Aim: To explore mechanisms by which temperature could influence the pathogenesis and symptoms of diabetic polyneuropathy.
Methods: We conducted a literature review attempting to identify mechanisms by which diabetic polyneuropathy could be affected by temperature.
Results: Cooling can theoretically hasten the progression of diabetic polyneuropathy through several different mechanisms. Specifically, cooling can enhance neuronal ischaemia, increase formation of reactive oxygen species, slow axonal transport, increase protein kinase C activity, and interfere with immune function. Short-term temperature fluctuations (both warming and cooling) can initiate and exacerbate neuropathic pain by causing neuronal hyperexcitability and functional deafferentation.
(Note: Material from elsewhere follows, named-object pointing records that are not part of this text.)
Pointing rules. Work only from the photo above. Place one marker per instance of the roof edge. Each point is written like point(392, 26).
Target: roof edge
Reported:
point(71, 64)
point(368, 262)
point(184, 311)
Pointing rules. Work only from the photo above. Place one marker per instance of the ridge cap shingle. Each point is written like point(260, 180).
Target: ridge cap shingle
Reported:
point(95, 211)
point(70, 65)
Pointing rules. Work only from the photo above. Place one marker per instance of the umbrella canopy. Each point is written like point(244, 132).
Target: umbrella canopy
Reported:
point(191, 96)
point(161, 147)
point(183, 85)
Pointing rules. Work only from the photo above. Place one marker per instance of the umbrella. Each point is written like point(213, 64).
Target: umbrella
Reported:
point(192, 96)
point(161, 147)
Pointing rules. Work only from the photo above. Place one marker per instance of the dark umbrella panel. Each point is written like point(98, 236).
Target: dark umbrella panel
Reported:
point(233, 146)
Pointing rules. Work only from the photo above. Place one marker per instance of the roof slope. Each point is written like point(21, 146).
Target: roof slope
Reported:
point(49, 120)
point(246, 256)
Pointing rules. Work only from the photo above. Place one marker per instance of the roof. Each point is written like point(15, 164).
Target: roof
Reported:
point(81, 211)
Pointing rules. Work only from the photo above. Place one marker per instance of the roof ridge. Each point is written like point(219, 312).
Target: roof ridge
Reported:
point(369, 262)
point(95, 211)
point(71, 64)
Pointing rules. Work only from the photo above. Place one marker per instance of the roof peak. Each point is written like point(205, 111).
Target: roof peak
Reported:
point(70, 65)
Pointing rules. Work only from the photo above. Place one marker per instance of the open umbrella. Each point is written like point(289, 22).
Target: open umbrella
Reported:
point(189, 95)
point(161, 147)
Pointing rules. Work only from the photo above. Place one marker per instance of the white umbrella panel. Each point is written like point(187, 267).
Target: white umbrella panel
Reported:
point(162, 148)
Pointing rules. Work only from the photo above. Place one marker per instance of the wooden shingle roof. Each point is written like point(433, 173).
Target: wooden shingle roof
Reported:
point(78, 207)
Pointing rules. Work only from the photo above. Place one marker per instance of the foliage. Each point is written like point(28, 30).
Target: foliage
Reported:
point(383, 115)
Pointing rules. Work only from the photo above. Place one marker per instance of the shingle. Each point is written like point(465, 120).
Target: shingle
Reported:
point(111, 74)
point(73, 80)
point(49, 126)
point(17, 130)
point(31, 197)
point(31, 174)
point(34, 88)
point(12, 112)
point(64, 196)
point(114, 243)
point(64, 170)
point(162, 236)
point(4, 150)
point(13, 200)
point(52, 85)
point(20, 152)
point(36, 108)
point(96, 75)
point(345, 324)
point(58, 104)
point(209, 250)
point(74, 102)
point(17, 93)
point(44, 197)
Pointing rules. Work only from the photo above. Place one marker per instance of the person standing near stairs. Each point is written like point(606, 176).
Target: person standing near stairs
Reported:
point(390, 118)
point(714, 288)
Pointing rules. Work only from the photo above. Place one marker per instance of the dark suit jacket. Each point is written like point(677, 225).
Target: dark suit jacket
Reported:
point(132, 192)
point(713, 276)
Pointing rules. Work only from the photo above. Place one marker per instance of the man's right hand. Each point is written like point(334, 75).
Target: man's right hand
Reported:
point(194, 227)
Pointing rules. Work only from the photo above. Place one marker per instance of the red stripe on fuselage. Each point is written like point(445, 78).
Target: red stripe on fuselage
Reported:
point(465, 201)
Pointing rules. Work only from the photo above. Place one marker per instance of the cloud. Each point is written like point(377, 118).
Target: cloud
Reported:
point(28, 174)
Although normal fluctuations of distal extremity temperature may be sufficient for these effects, impaired thermoregulation may make the distal extremities more susceptible to temperature extremes. Eventually, a 'vicious cycle' may ensue, resulting in neuronal deterioration with further disruption of temperature regulation. Limited epidemiological data suggest a higher prevalence of diabetic polyneuropathy in populations living in colder locations, supporting our hypothesis.
Conclusions: Variations in foot temperature may play an important but as yet unrecognized role in the development and symptoms of diabetic polyneuropathy. Further basic and clinical research exploring this concept could help elucidate the natural history of diabetic polyneuropathy and lead to novel therapeutic strategies.